As a mayor, he brought back Bethlehem – one of Pennsylvania’s best known industrial cities – from the loss of its steel industry to $2 billion in new investment. As a state cabinet secretary overseeing nearly $4 billion of Pennsylvania’s budget, he ended wasteful business as usual and delivered half a billion dollars in savings. And, as one of only four elected executives running county governments, he turned Lehigh County into one of the state’s fastest growing and most progressive counties.
The son of a Bethlehem steelworker and grandson of union tradesmen – raised by a single father – Cunningham was born with no political pedigree or family wealth. His Irish and Slovenian great grandparents came to Pennsylvania to work in the mills of Bethlehem. The wealth they passed along were the values of hard work, integrity, the value of a dollar and respect for all people regardless of ethnicity, race or social class.
Educated in public schools, Cunningham went on to earn a bachelor’s degree from Shippensburg University, the first in four generations of his Irish Catholic family to go to college. He then worked his way through Villanova University, where he earned a master’s degree, graduating summa cum laude.
His is a Pennsylvania story. He’s spent his lifetime here; is raising his three children here; and has watched up close as Pennsylvania still struggles to change from an industrial giant to a new economy. In his home city of Bethlehem – and in the region of the Lehigh Valley – he took action to make that change happen.
He was first elected to the City Council at 28 and became the city’s youngest mayor in history at 31. He ran to drive change, reform and renewal. He inherited a city that had just lost its major employer and 25 percent of its tax base, was straddled with $350 million of debt and a broken spirit. Today, Bethlehem thrives with new jobs, two retail districts and the Money magazine distinction of being one of the 100 best places to live in America.
For his work, Cunningham has won state and national awards for innovation in government and economic development.

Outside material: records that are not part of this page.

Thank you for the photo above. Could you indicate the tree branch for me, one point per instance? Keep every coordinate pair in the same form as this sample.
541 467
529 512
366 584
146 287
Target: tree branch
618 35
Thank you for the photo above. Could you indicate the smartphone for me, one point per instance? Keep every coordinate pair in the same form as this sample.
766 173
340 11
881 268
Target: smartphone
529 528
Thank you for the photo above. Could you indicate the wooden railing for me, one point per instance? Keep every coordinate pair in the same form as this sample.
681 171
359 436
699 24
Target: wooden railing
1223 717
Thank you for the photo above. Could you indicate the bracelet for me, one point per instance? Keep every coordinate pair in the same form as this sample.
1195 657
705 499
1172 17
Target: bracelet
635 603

He won the distinction of his peers and was elected president of the Pennsylvania League of Cities and Municipalities; the Democratic Leadership Council has listed him as one of the top 100 Democrats to watch in American politics. He’s long been considered a rising star in Pennsylvania politics.
Cunningham subscribes to the hard-nosed philosophy of fiscal responsibility that belies his blue collar, working class roots. Entering his 14th year in government, he’s proposed but one small real estate tax increase, which came in the wake of Bethlehem Steel’s bankruptcy.
He’s earned a reputation as an innovator who is able to do more with less but a social progressive who focuses on creating opportunity for all people in all neighborhoods. While a cabinet secretary, he oversaw the state’s minority and women business opportunity program and tripled the participation in less than three years. His county is one of the three best in Pennsylvania for preserving farms and he has launched aggressive and innovate environmental energy savings and law enforcement programs, including a groundbreaking effort to put more police on the street.
Cunningham is the rare elected leader who has delivered reform and results wherever he’s served.